15. It is likely that one of the explanations as to why firms with higher level of ownership concentration pay lower dividends is related to the taxation of shareholders’ dividend income. To the extent that large shareholders will be subject to a higher tax bracket, and the dividend income is taxed at a higher rate than the capital gains income, controlling shareholders will be less willing to receive income in terms of dividend payments. However, we do not have data on the taxation of controlling shareholders to test if this explanation holds.

16. We also explored the possibility that the exact nature of the relation between the voting rights of the largest shareholder and the firm’s dividend policy may depend on the existence of coalitions between large shareholders. Accordingly, we introduced an interactive dummy (Voting_rights1*Agreements) that allows us to test both the main impact on the firm’s dividend policy and the conditional impact of the voting rights of the largest shareholder when there is a coalition between shareholders. The estimated coefficient of the interaction variable (the results are not reported for brevity) was positive for both definitions of dividend payout ratio but insignificant, though marginally. Thus, we cannot provide strong evidence for our prediction that the negative effect of the largest shareholder’s voting rights on the firm’s dividend payouts is reduced in the presence of a voting syndicate.
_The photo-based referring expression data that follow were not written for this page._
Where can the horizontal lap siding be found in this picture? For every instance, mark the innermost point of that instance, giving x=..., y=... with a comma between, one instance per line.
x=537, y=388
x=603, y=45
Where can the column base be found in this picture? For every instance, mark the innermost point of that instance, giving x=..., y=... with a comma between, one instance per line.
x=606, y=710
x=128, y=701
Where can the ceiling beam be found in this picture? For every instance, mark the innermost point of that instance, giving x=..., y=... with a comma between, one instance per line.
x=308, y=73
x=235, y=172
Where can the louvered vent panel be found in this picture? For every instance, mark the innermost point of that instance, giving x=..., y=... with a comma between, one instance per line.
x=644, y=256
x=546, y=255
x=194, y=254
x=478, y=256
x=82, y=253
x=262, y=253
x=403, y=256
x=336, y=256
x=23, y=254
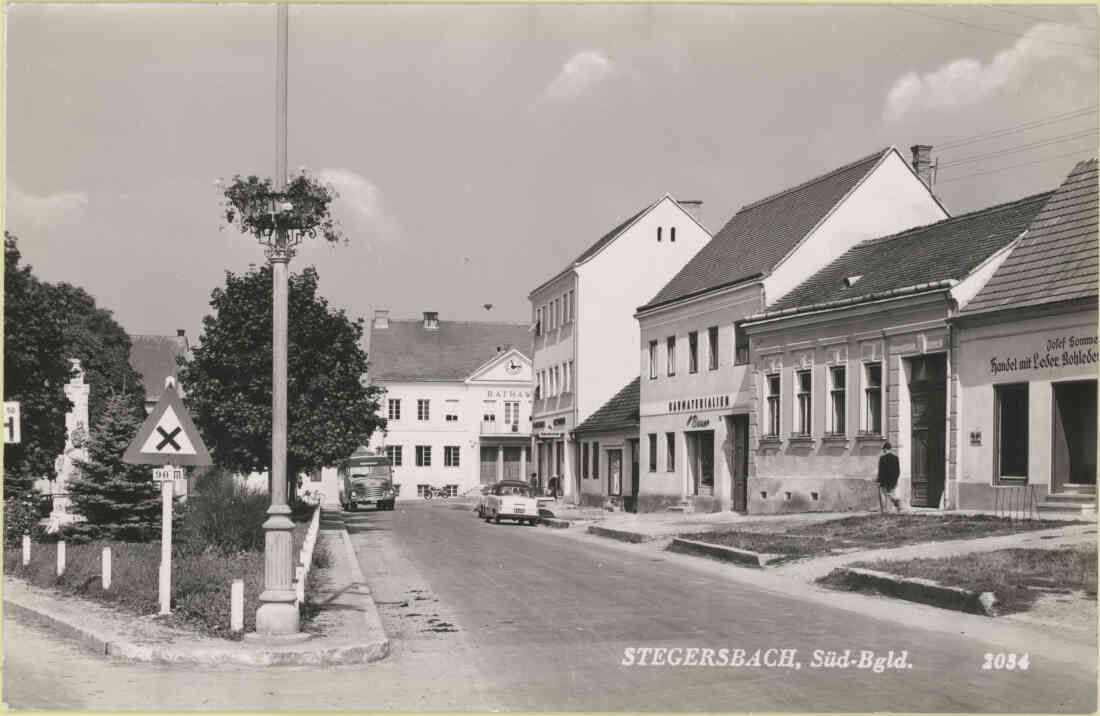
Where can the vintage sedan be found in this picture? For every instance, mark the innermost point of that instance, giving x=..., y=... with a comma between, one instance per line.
x=509, y=499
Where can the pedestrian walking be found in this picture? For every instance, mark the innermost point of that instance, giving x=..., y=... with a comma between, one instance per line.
x=889, y=470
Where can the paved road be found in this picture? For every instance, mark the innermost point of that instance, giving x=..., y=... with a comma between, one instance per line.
x=547, y=619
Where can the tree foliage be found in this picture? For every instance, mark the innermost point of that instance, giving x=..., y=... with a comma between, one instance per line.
x=35, y=372
x=228, y=381
x=118, y=500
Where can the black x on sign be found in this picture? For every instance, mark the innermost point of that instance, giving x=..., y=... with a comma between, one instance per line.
x=167, y=436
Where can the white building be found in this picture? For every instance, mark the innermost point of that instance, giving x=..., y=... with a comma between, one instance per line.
x=585, y=334
x=458, y=400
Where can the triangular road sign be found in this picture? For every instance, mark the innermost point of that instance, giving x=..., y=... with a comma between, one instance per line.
x=167, y=437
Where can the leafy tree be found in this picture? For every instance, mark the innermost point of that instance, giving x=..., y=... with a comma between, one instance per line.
x=228, y=381
x=35, y=372
x=118, y=500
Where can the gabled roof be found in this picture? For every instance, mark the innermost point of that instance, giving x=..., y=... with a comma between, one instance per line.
x=1056, y=260
x=943, y=251
x=620, y=412
x=154, y=356
x=761, y=233
x=407, y=351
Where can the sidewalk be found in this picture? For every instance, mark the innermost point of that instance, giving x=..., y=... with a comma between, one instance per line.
x=347, y=629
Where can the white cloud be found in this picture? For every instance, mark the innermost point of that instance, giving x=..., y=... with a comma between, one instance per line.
x=581, y=73
x=360, y=208
x=1045, y=55
x=32, y=211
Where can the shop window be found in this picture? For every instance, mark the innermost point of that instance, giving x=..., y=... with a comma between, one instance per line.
x=804, y=399
x=836, y=400
x=394, y=452
x=872, y=398
x=424, y=455
x=1011, y=431
x=771, y=405
x=450, y=455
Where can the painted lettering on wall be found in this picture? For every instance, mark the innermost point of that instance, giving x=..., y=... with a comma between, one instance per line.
x=1062, y=352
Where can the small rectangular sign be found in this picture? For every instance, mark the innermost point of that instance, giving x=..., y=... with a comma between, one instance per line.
x=11, y=421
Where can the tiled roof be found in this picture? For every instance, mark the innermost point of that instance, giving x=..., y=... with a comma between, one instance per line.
x=154, y=356
x=761, y=233
x=1056, y=260
x=946, y=250
x=619, y=412
x=407, y=351
x=603, y=241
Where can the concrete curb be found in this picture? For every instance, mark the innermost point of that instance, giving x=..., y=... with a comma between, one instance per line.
x=923, y=591
x=721, y=551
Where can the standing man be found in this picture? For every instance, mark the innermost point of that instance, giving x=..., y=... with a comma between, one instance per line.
x=889, y=469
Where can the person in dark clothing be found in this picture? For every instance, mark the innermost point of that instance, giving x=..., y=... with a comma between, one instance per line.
x=889, y=470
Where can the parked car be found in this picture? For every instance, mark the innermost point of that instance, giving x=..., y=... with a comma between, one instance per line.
x=509, y=499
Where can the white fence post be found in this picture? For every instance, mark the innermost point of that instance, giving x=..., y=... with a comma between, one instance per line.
x=107, y=568
x=237, y=606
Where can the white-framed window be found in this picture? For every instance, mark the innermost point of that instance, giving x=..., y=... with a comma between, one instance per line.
x=394, y=452
x=424, y=455
x=803, y=386
x=772, y=387
x=450, y=455
x=872, y=398
x=837, y=396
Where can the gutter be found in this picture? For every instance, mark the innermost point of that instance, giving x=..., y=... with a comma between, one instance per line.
x=813, y=308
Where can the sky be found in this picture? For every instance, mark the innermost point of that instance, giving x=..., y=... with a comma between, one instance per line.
x=477, y=150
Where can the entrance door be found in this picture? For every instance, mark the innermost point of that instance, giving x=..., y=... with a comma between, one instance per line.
x=927, y=389
x=1075, y=434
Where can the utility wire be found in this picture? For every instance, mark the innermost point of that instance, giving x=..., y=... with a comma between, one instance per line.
x=1014, y=166
x=1020, y=128
x=976, y=26
x=1019, y=149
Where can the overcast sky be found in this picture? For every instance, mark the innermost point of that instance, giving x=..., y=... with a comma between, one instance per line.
x=477, y=150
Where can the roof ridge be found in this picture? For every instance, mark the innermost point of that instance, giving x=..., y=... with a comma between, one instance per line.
x=813, y=180
x=956, y=218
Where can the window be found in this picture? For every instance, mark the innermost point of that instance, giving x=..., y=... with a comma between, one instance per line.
x=394, y=452
x=740, y=345
x=693, y=352
x=1011, y=431
x=771, y=419
x=450, y=455
x=804, y=383
x=424, y=455
x=836, y=400
x=872, y=398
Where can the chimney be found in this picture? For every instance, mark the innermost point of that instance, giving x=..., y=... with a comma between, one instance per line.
x=922, y=163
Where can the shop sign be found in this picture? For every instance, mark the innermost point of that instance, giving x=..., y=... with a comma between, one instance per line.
x=1058, y=352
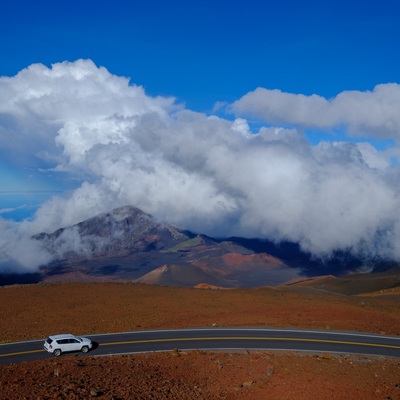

17. We find that the average stake of the largest shareholder is 51.87% in the presence of coalitions, whereas it is 30.92% if there are no agreements among shareholders.

18. It is worth mentioning that our results are not perfectly comparable to those of Faccio et al. ’s (Citation2001). This is mainly because we do not distinguish between group affiliated firms and independent firms. Furthermore, as far as the significance of the estimates is concerned, it is important to note that Faccio et al. ’s estimated coefficient of the O/C ratio for Italy is statistically significant when the dividend rate is measured as the ratio of dividends on sales, whereas it is not significant when the dividend rate measures we use in this work—dividend/earning and dividend/market capitalization ratios—are considered.

19. In the binary choice model the value of the dependent variable is limited to two values, 1 if the decision is to pay dividend and 0 if the decision is not to pay. Thus the dependent variable is the probability of the firm deciding to pay dividends conditional on the information set specified by the regressors.

20. Although the model predicts correctly the vast majority of payers (about 90%), about half non-payers are predicted as payers. However a check on the 22 non-payers incorrectly predicted as payers in specification 1 has shown that 12 were former payers, whose profitability has become negative in recent years.

21. One notable exception is the finding regarding the Voting_rights_all variable in specification 5, which measures ownership concentration in terms of voting rights of all disclosed shareholders. Its estimated coefficient positive, though insignificant.